1900 – Lunatic Asylum, Portrane, Co. Dublin
Reputed to be the most expensive capital project ever undertaken by the British Government in Ireland, Portrane Lunatic Asylum had a massively complex plan. This was due to the desire to separate different categories of the insane – chronic, melancholic or suicidal, acute, and the infirm. It was designed to accommodate 1,200 patients. Now known as St Ita’s Hospital.
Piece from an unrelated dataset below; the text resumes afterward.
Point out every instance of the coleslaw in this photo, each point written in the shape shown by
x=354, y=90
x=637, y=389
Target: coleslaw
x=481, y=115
The design for St. Ita’s was the subject of a limited architectural competition which was won by George Ashlin. Although his design was very advanced in its concept at that time, his scheme was sanctioned by the Board of Control and accepted by the Board of Governors of the Richmond Lunatic Asylum in 1895. The ‘Irish Builder’ in its issue of April 15, 1895, records an argument which subsequently erupted within the Royal Institute of the Architects of Ireland, regarding the choice of the winning scheme. Ashlin’s design had exceeded the proposed building budget and he had been allowed to revise his scheme to reduce the cost. Other architects including Thomas Drew, Albert E. Murray and W. Kaye Parry were amongst those registering their displeasure at the change of rules.
The original estimated cost was £200,000. In its issue of 15 July 1900, The Irish Builder suggested that the cost of the completed building “will probably be about £250,000”. It appears from the text of Ashlin’s obituary that the final cost exceeded £300,000.
Construction of the building commenced in 1896 and was largely complete in 1900, with some ongoing work until around 1905. Many smaller buildings have been added throughout the 20th century but the original building of 1896-1900 are still intact and functioning in part. Illustration published in The Building News, 1900.